Hizashi sabia, é claro. Mas saber não significava que ele gostava de ver o amigo de longa data naquela situação. Ele estudou as olheiras escuras e marcadas em bolsas sob os olhos e o tom pálido da pele, tendo a certeza de que ele não havia comido nada decente, além de café - amargo e forte, se o conhecia bem (e ele conhecia) -, desde o instante que fora informado. Suspirando, ele abandonou a cadeira na qual estava sentado e agarrou os ombros de Aizawa, virando-o de modo que pudesse olhar bem fundo em seus olhos.

- E você se matar de fome e privação de sono não vai ajudar em nada. - Aizawa nada respondeu. Ele sabia reconhecer nos olhos verdes do outro quando o que ele dizia era sério. Por isso, não ofereceu resistência enquanto ele o arrastava para a cadeira desocupada e o forçava a sentar. - Agora você vai me esperar aqui enquanto eu arrumo alguma coisa com muitas calorias nessa espelunca que eles chamam de delegacia e quando Tensei chegar nós continuaremos essa conversa, entendeu?

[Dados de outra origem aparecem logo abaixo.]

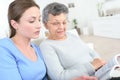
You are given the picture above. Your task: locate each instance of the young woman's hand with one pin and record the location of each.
(97, 63)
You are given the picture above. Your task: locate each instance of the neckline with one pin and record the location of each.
(23, 54)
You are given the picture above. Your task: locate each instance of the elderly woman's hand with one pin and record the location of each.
(86, 78)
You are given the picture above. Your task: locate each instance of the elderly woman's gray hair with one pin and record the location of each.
(54, 9)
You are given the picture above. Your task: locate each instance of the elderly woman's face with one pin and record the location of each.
(57, 26)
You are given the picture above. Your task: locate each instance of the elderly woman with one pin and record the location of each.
(65, 55)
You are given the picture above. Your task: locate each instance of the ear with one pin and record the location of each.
(14, 24)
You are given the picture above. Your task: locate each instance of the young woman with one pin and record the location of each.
(19, 58)
(65, 55)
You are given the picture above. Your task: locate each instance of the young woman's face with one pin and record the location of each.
(57, 25)
(29, 24)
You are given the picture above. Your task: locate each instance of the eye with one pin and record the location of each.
(56, 23)
(39, 20)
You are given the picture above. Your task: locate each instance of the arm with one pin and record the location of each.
(8, 66)
(56, 70)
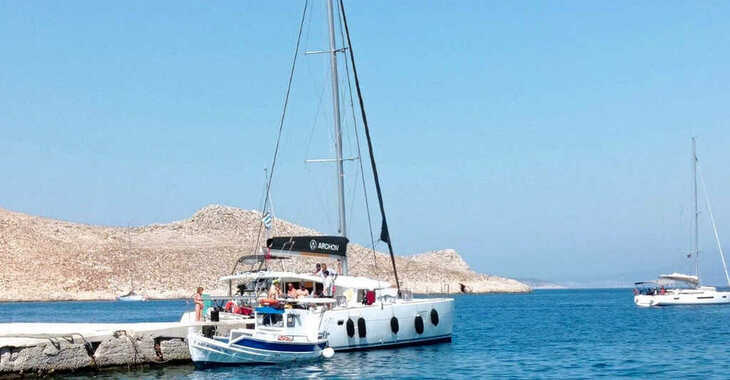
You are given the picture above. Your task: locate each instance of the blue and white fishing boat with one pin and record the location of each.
(285, 334)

Shouta assentiu. Ele não tinha energia ou vontade suficiente para discutir com Hizashi naquele momento. O loiro deu um último aperto de apoio em seu ombro e saiu porta afora em busca de comida. Aizawa afundou a cabeça nos braços e fechou os olhos por apenas um instante, o cansaço emanando como uma onda por cada célula de seu corpo. Não fazia muito tempo desde a última vez que havia sido convocado para aquela sala a qual não tinha a mínima pretensão de ver novamente. Porém, é claro, o destino não lhe seria tão bondoso assim e lá estava outra vez, recebendo mais uma notícia de desaparecimento de outro aluno, sentindo nas mãos o tecido do cachecol emprestado, enquanto tudo o que podia fazer era sentar e esperar. Era como estar de volta aos dias de preocupação com o filho. Seis meses não era muito tempo para digerir e se acostumar ao fato de que ele nunca mais voltaria para casa, nunca mais o acordaria com uma xícara de café forte ou colocaria um cobertor sobre si nas noites que dormia sobre as avaliações e notas dos alunos. A dor despontou em seu peito junto a frustração. Mas o que ele poderia fazer?

Aizawa sentia como se estivesse parado no limiar de um mesmo acontecimento. Ele via as luzes vermelhas e azuis alternadas, os intermináveis interrogatórios e a espera infindável que era a pior parte, pois trazia consigo a sensação aterradora de impotência e inutilidade. Para que, afinal, servia um pai que sequer podia proteger suas crianças?

Quando a notícia chegou naquela época e o desaparecimento de Shinsou foi oficialmente anunciado, seu controle precariamente mantido se quebrou. Mic estava lá - Aizawa o havia chamado para que este realizasse uma investigação informal, uma vez que Hizashi era um detetive experiente com uma boa carga de casos solucionados e uma maior ainda de horrores presenciados, já que a polícia se mostrava relutante em divulgar informações e o grupo de busca continuava a não apresentar resultados.